Em 1978, liderados pelos presidentes Ernesto Geisel do Brasil e Carlos Andrés Pérez da Venezuela, foi assinado o Tratado de Cooperação Amazônica com o objetivo de promover o desenvolvimento integral da região e de suas populações e reafirmar a soberania exclusiva dos oito países da região sobre a governança da maior reserva de biodiversidade do mundo. Bolívia, Brasil, Colômbia, Equador, Guiana, Peru, Suriname e Venezuela vetaram a possibilidade de que potências extrarregionais participassem do tratado naquele momento e futuramente.

Em 1983, o governo surinamense era acusado pelos Estados Unidos e países europeus de graves violações de direitos humanos. Tanto a antiga metrópole como a potência hemisférica tentaram isolar política e economicamente o país com o objetivo de derrubar seu governo. Ato contínuo, Cuba e outros países de orientação socialista aumentaram a atuação no Suriname. A União Soviética aumentava sua presença no Caribe. Os Estados Unidos governados pelo republicano Ronald Reagan buscaram apoio do Brasil de João Figueiredo para uma intervenção em Paramaribo. O Brasil se recusou e, alternativamente, enviou uma missão diplomática liderada pelo general Danilo Venturini ao Suriname. Deu-se início a uma ampla cooperação brasileira para a organização do Estado surinamense, que se afastou dos países socialistas, evitou a invasão americana e garantiu relativa estabilidade ao país nas últimas décadas. Meses depois, por situação análoga, os Estados Unidos invadiram a ilha caribenha de Granada e mataram seu presidente Maurice Bishop.

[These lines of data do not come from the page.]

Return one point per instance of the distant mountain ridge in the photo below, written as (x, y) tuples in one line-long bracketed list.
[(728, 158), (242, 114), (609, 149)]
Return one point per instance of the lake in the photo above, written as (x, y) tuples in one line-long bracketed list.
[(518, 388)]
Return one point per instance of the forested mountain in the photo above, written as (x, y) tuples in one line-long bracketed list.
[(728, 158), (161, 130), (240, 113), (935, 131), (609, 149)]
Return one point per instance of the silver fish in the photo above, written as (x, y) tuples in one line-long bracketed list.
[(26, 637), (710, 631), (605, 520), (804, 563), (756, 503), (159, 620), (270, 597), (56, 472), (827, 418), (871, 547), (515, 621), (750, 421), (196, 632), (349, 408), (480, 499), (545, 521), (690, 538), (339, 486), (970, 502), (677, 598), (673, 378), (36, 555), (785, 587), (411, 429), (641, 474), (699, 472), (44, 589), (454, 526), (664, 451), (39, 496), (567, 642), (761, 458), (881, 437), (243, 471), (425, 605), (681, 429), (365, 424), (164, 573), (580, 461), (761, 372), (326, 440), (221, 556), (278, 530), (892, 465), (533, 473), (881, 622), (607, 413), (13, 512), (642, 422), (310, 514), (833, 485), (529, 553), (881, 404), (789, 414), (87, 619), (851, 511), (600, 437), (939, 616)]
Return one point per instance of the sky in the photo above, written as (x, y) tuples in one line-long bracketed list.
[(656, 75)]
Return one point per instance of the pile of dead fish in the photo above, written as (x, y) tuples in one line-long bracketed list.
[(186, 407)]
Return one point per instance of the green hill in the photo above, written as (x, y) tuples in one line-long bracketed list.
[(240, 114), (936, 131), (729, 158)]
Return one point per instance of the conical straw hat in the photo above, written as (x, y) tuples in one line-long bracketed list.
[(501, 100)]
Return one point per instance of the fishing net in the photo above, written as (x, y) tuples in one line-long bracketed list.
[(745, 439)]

A ação do Brasil no norte da América do Sul foi eficiente para dissuadir a presença extrarregional, seja quando atuou via de concertação regional, com o tratado de cooperação amazônica, ou bilateralmente, com a missão Venturini. Os governos de Geisel e Figueiredo sabiam que o maior prejudicado por um conflito movido por interesses extrarregionais na América do Sul seria o próprio Brasil.

A presença de Mike Pompeo na Guiana, Suriname, Roraima e Colômbia numa mesma viagem só pode ser entendida neste quadro de fragmentação da governança regional sul-americana e menor protagonismo brasileiro.